Spending Plan leaves many unstimulated

http://archive.columbiatribune.com/2009/jan/20090130comm003.aspAccording to article, suppose the value of all that we will produce in 2009, our gross domestic product, totals $14 trillion. There cannot be any disagreement that if Congress spends $4 trillion, of necessity there is only $10 trillion left for us to spend privately. In other words, if Congress is going to spend $4 trillion, it must find a way to get us to spend $4 trillion less. The most open and aboveboard method to force us to spend less privately is to tax us to the tune of $4 trillion.
Another method to force us to spend less privately is to print money and inflate the currency.
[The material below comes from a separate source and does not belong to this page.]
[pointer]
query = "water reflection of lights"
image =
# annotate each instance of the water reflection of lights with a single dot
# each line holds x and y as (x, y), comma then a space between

I think tax and inflate the currency would not good way to do for this problem, because bottom of the income scale people suffer from inflate the currency and tax. I think people who are satisfied or happy with their life, would no problem to pay tax or inflate the currency. Goverment spend money to makes suffer people happy might make money more than they expect.

5 comments:

Dr. Tufte said...

-1 for several grammatical errors (waived for this block only).

It isn't correct to say that the government has to raise $4T. They already spend $3T, so they need to bump that up by $1T.

Part of the Keynesian theory - dubbed the Galbraith effect by Kling - is that, since we are better off with the government spending money for us, the cost of that $1T will be less than the total.

Also, you've missed the idea that the government could borrow money too.

Gracie said...

Why would the population have to spend 4 Trillion less? Isn't it a good thing for GDP to keep growing? Also, if our goal is to grow, how would borrowing encourage that? It seems like borrowing would discourage that, because of the crowding out effect.

Dr. Tufte said...

This is a good question.

The whole debate about whether the Keynesian policy prescription is a reasonable way to approach recessions rests on our view of whether +x dollars of government spending causes private spending to change by -x (so that they sum to zero), or something else.

My point was much smaller: that +x is not +$4T, but rather +$1T.

carson said...

Now that we have a price for the stimulus package - $3.6 trillion - and President Obama is still claiming to have the deficit cut in half by the end of his first term, he must have great confidence in his ability to spend money in order for this economy to improve.

Dr. Tufte said...

I would not discount the deficit claim too quickly. A growing economy can reduce deficits substantially, and if the recession ends relatively quickly the economy will start cranking down the deficit.